For this year’s StormFest, a surge in new COVID-19 cases meant packing kids into buses to go to the park was replaced with events on the middle school campuses. For students, this meant that for two days, their science class period wasn’t held inside a classroom. Instead, they got to go outside, play with bugs, interact with a three-dimensional model of their local watershed, and work with their classmates to solve a stormwater challenge on their school’s campus. Even though it wasn’t the same beach field trip experience, after two years of being cooped up inside with online learning, both students and teachers appreciated the opportunity to get hands-on with their learning.

While they learned about watersheds and the science and engineering behind stormwater management, they were also learning how they as individuals could make a difference by being a “stormwater scientist”. They discovered that there are careers they could pursue in environmental science, and that the people in those careers looked like them.

StormFest: Environmental Career Connections with Ani (YouTube video)

“Teaching kids science in this engaging way has so many benefits,” said Morris. “We are raising awareness that will lead to individual behavior change, that will hopefully lead to less pollution in our local waters. We are encouraging the next generation of scientists and environmental stewards.”

The program also offered paid opportunities to local community members to help staff the interactive learning stations. Organizers focused on recruiting community members who speak languages spoken by the students. Some of the paid volunteers were interested in becoming paraeducators in Highline Public Schools, so the experience was beneficial for them as well.

“What makes StormFest really special is that it’s a collaborative effort across jurisdictions and community,” said Morris. “It demonstrates good use of public funding.”

“I love having people within our community [and] outside our neighborhood to educate other people based on something that is important to them and should be important to the world,” said one of the students in a survey given after the event. “I thank everyone to coming to our school and teaching me and everyone else about what should be important to our environment.”

Why teaching “Puget Sound Starts Here” matters

The Puget Sound is a huge region, stretching from the Cascade Mountains in the east to the Olympic Mountains in the west and from the Canadian border in the north to Mount Rainier in the south.
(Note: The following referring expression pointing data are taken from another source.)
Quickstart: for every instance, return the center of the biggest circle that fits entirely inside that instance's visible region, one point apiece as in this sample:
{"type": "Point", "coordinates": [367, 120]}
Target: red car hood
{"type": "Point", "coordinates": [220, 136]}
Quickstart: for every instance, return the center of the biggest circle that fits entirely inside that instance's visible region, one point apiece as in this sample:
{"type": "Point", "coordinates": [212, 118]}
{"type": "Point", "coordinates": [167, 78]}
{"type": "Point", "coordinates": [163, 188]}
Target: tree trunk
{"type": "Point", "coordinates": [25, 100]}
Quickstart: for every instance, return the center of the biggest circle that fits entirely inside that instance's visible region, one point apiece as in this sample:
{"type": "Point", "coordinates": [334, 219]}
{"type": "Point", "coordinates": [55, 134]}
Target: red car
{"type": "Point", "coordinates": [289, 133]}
It’s made up of rivers and streams that flow through and eventually drain into Puget Sound. The Puget Sound region is more than water. It’s a diverse landscape filled with cities, suburbs, and agricultural areas.

The land and water of Puget Sound are intrinsically connected. We rely on Puget Sound for healthy food, recreational opportunities, as well as a large part of our state’s economy. In turn, the health of Puget Sound and the creatures that rely on it are directly impacted by what happens on the land all around them.

Polluted stormwater is a threat to the health of the Puget Sound. When each of the 4.3 million people around Puget Sound makes a small change, it adds up to cleaner, healthier water.

What is StormFest?

StormFest is field-based stormwater learning event that engages all sixth-grade students in the Highline School District using and testing best practices for environmental education and equity. At StormFest, students rotate through five hands-on education stations to learn about their local watersheds, the animals that live in them, sources of pollution, and engineering solutions to prevent stormwater pollution. This event engages teachers, families, community members, local government staff, and educational nonprofits. The program helps participating cities and King County meet National Pollutant Discharge Elimination System (NPDES) permit public education and outreach requirements.

The StormFest Committee is comprised of the Cities of Burien, Des Moines, SeaTac, Normandy Park, King County, EnviroIssues, Environmental Science Center, and Highline Public Schools. StormFest is funded by an interlocal agreement between city and county partners.